Como a todo poder correspondem obrigações, aos membros do Ministério Público impõem-se também regras de conduta. E para que elas pudessem ter um controle social que fosse além de seus órgãos internos (corregedorias), criou-se o Conselho Nacional do Ministério Público (CNMP), por meio da Emenda Constitucional 5/2004, que introduziu o artigo 130-A na Constituição Federal.
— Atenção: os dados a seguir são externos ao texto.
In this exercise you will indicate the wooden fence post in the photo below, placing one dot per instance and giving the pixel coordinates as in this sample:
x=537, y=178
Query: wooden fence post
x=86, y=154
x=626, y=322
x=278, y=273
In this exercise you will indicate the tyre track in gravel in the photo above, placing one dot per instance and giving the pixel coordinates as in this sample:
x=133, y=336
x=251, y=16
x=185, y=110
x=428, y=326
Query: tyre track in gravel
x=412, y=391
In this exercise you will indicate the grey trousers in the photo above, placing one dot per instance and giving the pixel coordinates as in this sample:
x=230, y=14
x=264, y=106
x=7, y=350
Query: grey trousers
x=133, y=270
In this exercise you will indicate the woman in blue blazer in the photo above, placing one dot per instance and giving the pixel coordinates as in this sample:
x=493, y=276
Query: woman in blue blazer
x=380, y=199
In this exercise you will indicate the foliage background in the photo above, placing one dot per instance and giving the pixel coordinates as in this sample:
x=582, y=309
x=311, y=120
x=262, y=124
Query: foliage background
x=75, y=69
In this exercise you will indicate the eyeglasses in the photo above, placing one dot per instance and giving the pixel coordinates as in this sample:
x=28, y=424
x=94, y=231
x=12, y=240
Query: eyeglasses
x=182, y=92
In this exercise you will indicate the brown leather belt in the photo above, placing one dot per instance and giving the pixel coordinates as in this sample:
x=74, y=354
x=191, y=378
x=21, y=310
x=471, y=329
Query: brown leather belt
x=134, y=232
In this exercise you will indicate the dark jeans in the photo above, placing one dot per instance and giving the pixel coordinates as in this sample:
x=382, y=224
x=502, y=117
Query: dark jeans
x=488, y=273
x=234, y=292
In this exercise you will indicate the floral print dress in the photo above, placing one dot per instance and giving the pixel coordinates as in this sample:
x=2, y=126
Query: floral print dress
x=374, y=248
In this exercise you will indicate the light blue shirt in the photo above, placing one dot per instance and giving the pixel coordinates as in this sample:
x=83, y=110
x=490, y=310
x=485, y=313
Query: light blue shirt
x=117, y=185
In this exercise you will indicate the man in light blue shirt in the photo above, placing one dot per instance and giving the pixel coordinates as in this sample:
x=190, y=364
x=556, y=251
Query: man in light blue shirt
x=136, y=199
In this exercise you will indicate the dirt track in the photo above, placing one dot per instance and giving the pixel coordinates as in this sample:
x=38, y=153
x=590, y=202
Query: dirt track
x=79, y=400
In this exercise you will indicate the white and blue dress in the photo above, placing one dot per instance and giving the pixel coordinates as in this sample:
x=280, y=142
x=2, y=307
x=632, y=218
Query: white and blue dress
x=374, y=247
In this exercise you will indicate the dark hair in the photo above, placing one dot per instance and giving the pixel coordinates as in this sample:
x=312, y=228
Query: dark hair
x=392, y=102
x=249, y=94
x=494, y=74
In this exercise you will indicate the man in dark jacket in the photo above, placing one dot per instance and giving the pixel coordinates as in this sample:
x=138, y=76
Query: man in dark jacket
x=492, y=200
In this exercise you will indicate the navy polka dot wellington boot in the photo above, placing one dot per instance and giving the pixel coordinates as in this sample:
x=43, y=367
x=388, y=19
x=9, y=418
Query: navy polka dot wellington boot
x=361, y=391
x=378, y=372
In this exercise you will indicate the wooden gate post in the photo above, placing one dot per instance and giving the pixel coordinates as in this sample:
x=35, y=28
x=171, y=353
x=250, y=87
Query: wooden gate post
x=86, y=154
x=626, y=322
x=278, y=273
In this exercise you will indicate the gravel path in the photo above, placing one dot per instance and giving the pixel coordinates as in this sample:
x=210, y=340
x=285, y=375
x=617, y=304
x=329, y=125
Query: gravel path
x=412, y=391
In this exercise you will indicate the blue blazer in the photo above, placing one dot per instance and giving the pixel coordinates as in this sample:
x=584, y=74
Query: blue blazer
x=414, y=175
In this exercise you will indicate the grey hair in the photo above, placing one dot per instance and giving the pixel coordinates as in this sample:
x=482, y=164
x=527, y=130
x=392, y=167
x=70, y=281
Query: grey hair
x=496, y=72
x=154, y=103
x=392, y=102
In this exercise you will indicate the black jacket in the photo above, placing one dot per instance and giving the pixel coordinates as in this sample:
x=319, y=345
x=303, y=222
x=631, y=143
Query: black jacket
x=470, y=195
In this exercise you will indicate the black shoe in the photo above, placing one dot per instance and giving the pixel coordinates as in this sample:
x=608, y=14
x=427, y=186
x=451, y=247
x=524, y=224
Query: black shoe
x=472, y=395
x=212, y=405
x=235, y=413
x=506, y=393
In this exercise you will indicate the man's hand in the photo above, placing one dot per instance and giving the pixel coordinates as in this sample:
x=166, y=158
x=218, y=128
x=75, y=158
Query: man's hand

O que a PEC pretende mudar é a composição do CNMP, atribuindo-lhe a pecha de corporativa e condescendente nos seus julgamentos. O jornal O Estado de São Paulo exibiu o quadro das punições a partir de 2005 [1]. Foram 6.438 reclamações, das quais resultaram 308 penas disciplinares aplicadas. Destas, além de sanções menores (e.g., censura), foram impostas 96 suspensões, oito remoções compulsórias, 19 cassações de disponibilidade, 22 demissões/exonerações e 12 cassações de aposentadoria.

Essa é a razão alegada para a pretendida mudança do CNMP. No quando abaixo, vê-se qual é a composição atual e qual é a que a PEC pretende:

Composição atual CF, artigo 130
 O procurador-geral da República, que o preside;
II 
 Quatro membros do Ministério Público da União, assegurada a representação de cada uma de suas carreiras;
III 
 Três membros do Ministério Público dos Estados;
IV 
 Dois juízes, indicados um pelo Supremo Tribunal Federal e outro pelo Superior Tribunal de Justiça;
 Dois advogados, indicados pelo Conselho Federal da Ordem dos Advogados do Brasil;
VI 
 Dois cidadãos de notável saber jurídico e reputação ilibada, indicados um pela Câmara dos Deputados e outro pelo Senado Federal.

 

Composição da PEC 5/2021
 O procurador-geral da República, que o presidirá;
II
 Três membros, cada um escolhido dentre as carreiras do Ministério Público Federal, do Ministério do Trabalho e do Ministério Público Militar;
III
 Três membros do Ministério Público dos Estados e do Ministério Público do Distrito Federal e Territórios;
IV
 Dois ministros ou juízes, indicados um pelo Supremo Tribunal Federal e um pelo Superior Tribunal de Justiça;
V
 Dois advogados, indicados pelo Conselho Federal da Ordem dos Advogados do Brasil;
VI
 Dois cidadãos de notável saber jurídico e reputação ilibada, indicados um pela Câmara dos Deputados e outro pelo Senado Federal;
VII
 Um membro do Ministério Público, oriundo de quaisquer de seus ramos, indicado alternadamente para cada mandato pela Câmara dos Deputados e pelo Senado Federal, nessa ordem.

Percebe-se, com facilidade, que o Congresso pretende ter maior influência no CNMP, podendo escolher quem será o corregedor e indicar mais três membros, que passariam dos dois atuais para quatro. Nessas quatro vagas, duas são as já previstas na CF (artigo 130, inciso VI), uma seria tirada do MPF e outra do próprio conselho, que é a escolha do corregedor nacional (CF, artigo 130, §3º).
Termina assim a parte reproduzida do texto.